The company hasn't scored many design wins and might not get another chance

Feb 1, 2013 08:58 GMT  ·  By

The Tegra 3 mobile system-on-chip has managed to charm its way into the tablet designs of many consumer electronics device developers, but the same cannot be said about its successor.

NVIDIA did say the Tegra 4 was faster than the Apple A6X in the iPad, and better by a factor of 6 than Tegra 3.

Knowing that, one might be tempted to believe that tablet makers, and smartphone designers for that matter, would be gathering under its banner with all haste.

This is not happening, according to reports out of Taiwan, which Digitimes has picked up on.

Toshiba is, thus far, the only vendor that has confirmed use of the Tegra 4. Other companies, like Acer and ASUS, have other processor sources.

More precisely, the two have close ties with Qualcomm, so they are bound to choose Snapdragon SoCs over NVIDIA's Wayne.

If this state of affairs doesn't change, the Santa Clara, California-based GPU and SoC maker might have to reduce the prices of Tegra 3 to stay relevant in the mobile sector.

If nothing else, entry-level devices with ASUS Transformer Prime-level specifications will turn heads for certain, though MediaTek and other China-based chip makers might cause trouble with their own low-cost solutions.

On the flip side, most Tegra 4 slates won't be out and about until the middle of the year.
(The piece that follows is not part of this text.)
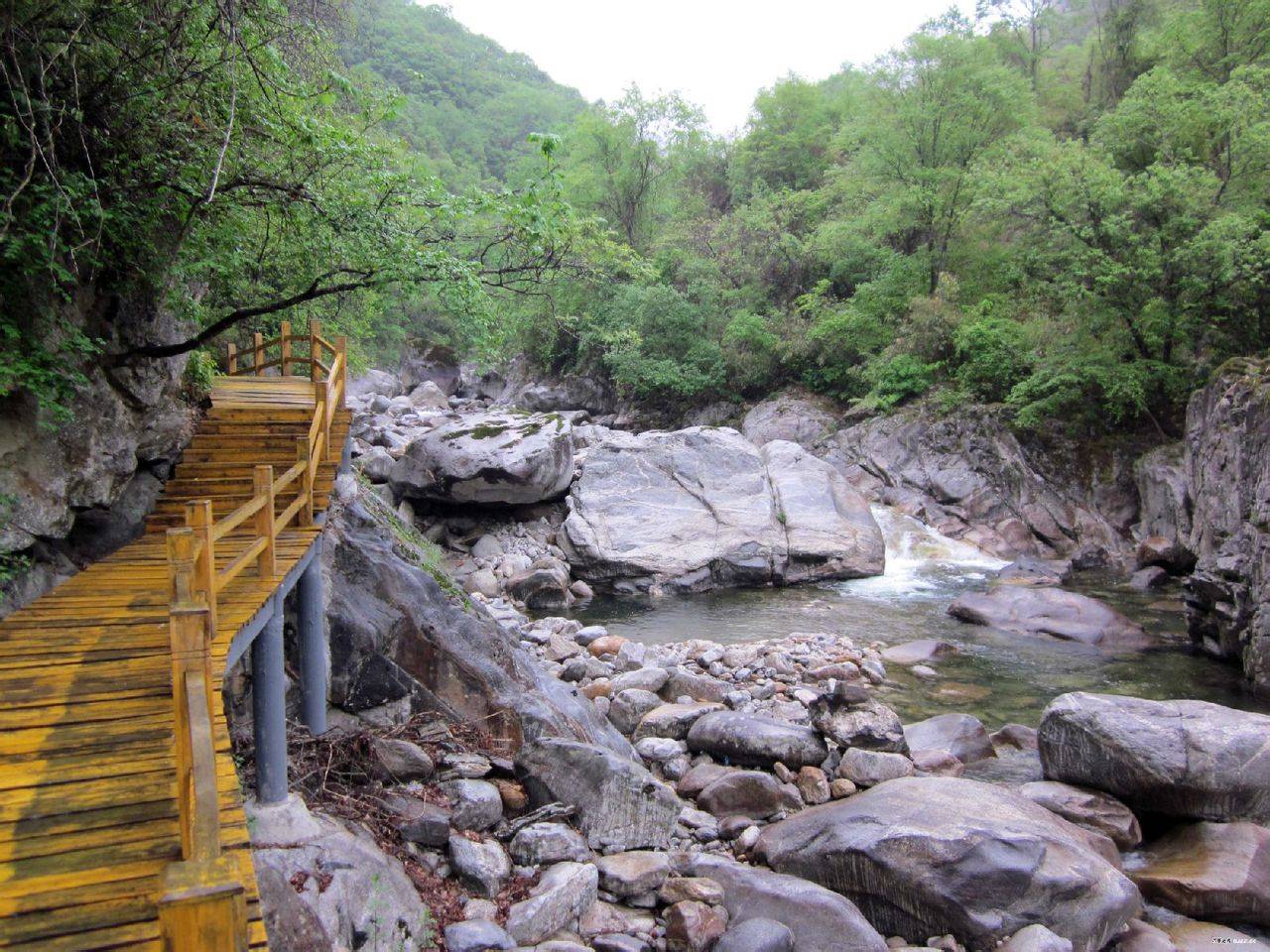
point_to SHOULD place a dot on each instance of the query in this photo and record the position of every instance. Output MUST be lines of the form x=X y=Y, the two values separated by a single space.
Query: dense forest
x=1061 y=207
As such, NVIDIA still has a few months to get contracts. Tegra 4 is no slouch after all.

For those that need a refresher course, Tegra 4 Wayne has four ARM cores (Cortex A15) and a GPU with 72 custom cores. 4G LTE broadband can be included as well, by adding the Icera i500 chipset to the mix.

The prospects for Tegra 4 smartphones are shrouded in even more uncertainty than the tablets, or less depending on one's view. Given the might of the platform, only “superphones” can be made with it.